In northern Erbil, the leader’s team met with displaced Yazidis, a predominantly Kurdish ethnic group practicing a mix of Zoroastrian, Islamic, and Christian rituals, who suffered the slaughter of an estimated 500 of their members at the hands of ISIS. Some 130,000 Yazidis of Sinjar had fled to Irbil or farther north to Dohuk. “Our ministry to them was filled with tears and broken hearts to hear scary stories about abducted children and women and the slaughter of men,” the team leader said.
The Iraqi ministry team has prepared 2,000 Bibles, including those for children, plus 2,500 New Testaments in Arabic, Aramaic and Kurdish, along with tracts and Bible-based coloring books.
“We have a lot more that is needed, such as gas, workers’ support, radios, clothing and miscellaneous ministry items,” the team leader said.
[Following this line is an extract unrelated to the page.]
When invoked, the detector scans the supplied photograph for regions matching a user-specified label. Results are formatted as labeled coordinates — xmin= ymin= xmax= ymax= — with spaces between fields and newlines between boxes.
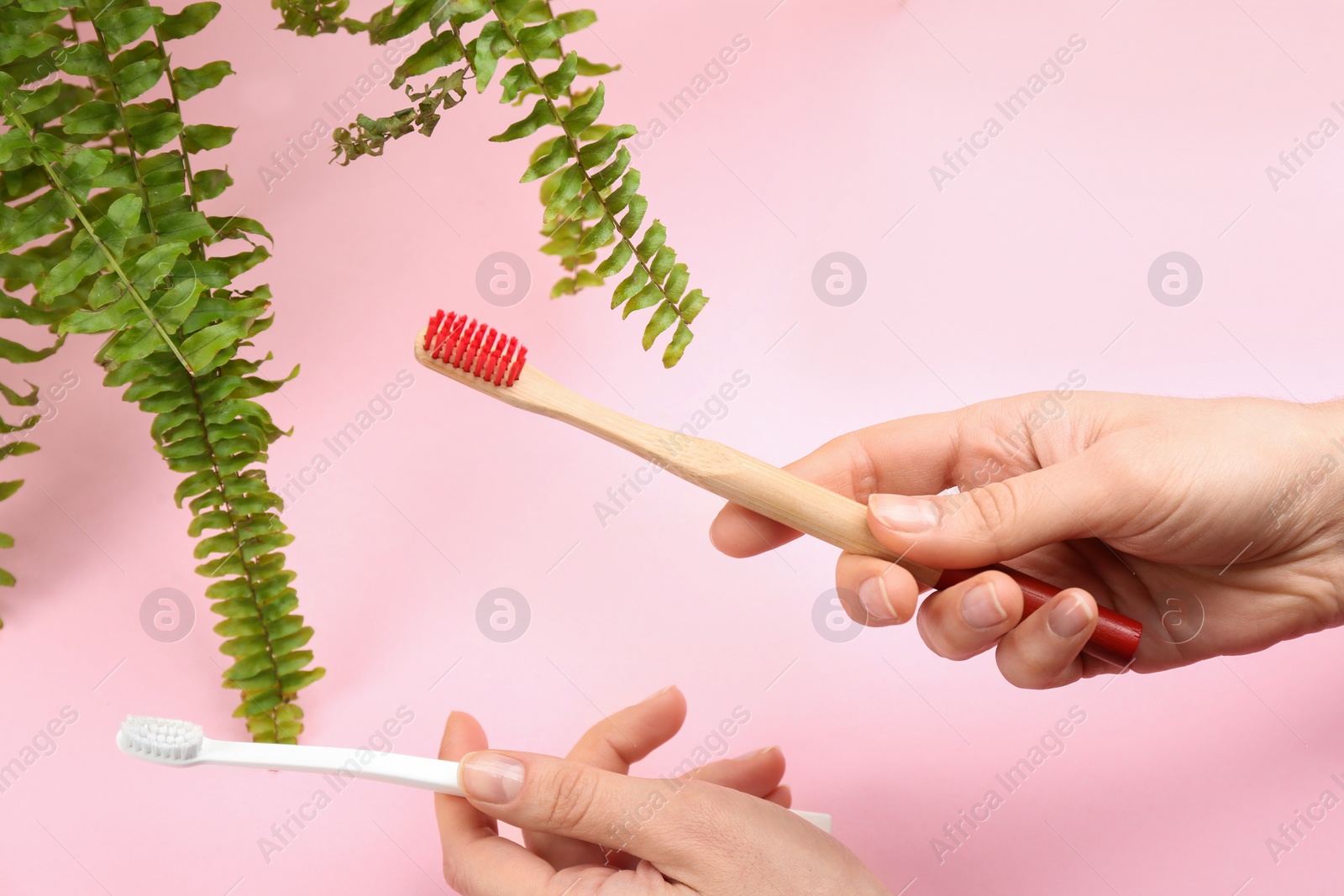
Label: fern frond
xmin=489 ymin=7 xmax=708 ymax=367
xmin=0 ymin=0 xmax=323 ymax=743
xmin=291 ymin=0 xmax=708 ymax=367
Christian Aid Mission is helping the ministry to provide two kinds of food to Iraq’s internally displaced people – one for those who have cooking facilities, and another for those who are homeless. A box containing eggs, salt, oil, rice, cheese, beef, tomato paste, powdered milk, macaroni and bread costs $25. For 300 tents for small families, the cost comes to $7,500.
The team provides 800 sandwiches a day to different areas and groups at a cost of $2 per sandwich, which amounts to a weekly cost of $11,200. The ministry has borrowed sleeping bags and mattresses from a local store with the hope of repaying the merchants at $20 per mattress. “Four hundred mattresses cost $8,000, and we are almost out,” the leader said.
The ministry team also provides medicines for blood pressure, diabetes, headaches and stomach ailments, along with personal hygiene items. “Our goal was to provide $10,000 worth. We are starting with only $2,000 now,” he said. “Thank you so much for your prayers and support.”